1

通常、権限設定を使用してロールと対話します。

<location path="Register.aspx">
  <system.web>
    <authorization>
      <allow roles="Administrator"/>
      <deny users="?"/>
    </authorization>
  </system.web>
</location>

しかし、テーブル内のデータベースにこの設定をしたいと思います

tblAuthorization
-IdAuthorization (Identy(1,1))
-IdCompany=5
-IdRol=5 (Administrator”)
-Path=”Register.aspx”

これを行うクラスの設定はありますか?Profile、RoleProviderのようなものがあります..

<roleManager enabled="true"  defaultProvider="MyAccessRolProvider">
   <providers>
      <clear />
      <add name="MyAccessRolProvider" type="MyAccessRolProvider" connectionStringName="MyConnectionString" applicationName="/" />
      <add name="AspNetWindowsTokenRoleProvider" type="System.Web.Security.WindowsTokenRoleProvider" applicationName="/" />
   </providers>
</roleManager>

今のところ、Page_Load イベントで検証を実装できると思うのはそれだけです。無効な場合はリダイレクトを作成しますが、もう少し「プロフェッショナル」にします。

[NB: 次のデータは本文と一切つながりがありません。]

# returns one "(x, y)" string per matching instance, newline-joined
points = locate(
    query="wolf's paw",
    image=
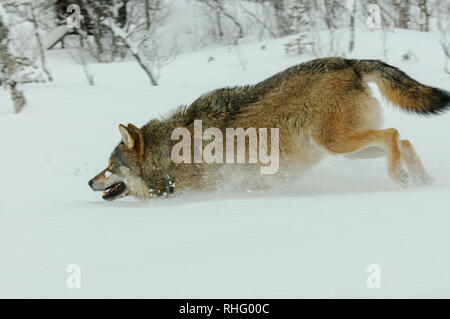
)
(423, 179)
(401, 177)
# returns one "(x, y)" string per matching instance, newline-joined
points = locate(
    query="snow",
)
(311, 238)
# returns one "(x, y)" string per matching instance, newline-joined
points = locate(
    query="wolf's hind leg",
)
(414, 164)
(387, 139)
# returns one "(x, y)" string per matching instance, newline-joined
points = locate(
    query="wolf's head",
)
(123, 176)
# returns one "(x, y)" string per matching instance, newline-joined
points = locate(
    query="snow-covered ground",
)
(312, 238)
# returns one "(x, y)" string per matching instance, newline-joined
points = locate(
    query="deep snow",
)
(311, 238)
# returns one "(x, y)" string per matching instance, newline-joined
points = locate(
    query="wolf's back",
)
(402, 90)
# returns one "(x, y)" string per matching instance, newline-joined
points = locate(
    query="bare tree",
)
(219, 7)
(28, 10)
(14, 70)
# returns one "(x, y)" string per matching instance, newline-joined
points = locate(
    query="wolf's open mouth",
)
(114, 191)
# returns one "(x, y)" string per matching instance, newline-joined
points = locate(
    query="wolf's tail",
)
(402, 90)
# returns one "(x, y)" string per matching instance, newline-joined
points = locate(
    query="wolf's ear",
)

protected void Page_Load(object sender, EventArgs e)
{
   if (!IsPostBack)
   {
      if(!ValidateAuthorization())
      {
          Response.Redirect("Login.aspx");
      }
   }
}

例を教えてください。

事前にどうもありがとうございました

4

3 に答える 3

1

最善の策は、カスタム RoleProvider を実装することです。質問にカスタム RoleProvider (MyAccessRolProvider) を含む構成セクションが含まれているため、この方向に向かっているようです。

RoleProvider の完全修飾名を指定する必要がありますMyNamespace.MyAccessRoleProvider, MyAssembly

MSDN では、サンプル実装を含め、これを行う方法について説明しています

于 2012-11-08T18:44:16.333 に答える
0

私が知る限り、これに対するすぐに使えるサポートはありませんが、次のように実装することをお勧めします。

AuthorizeAttribute から派生する新しいクラスを作成し、ID プロパティを追加して、"AuthorizeCore" メソッドをオーバーライドします。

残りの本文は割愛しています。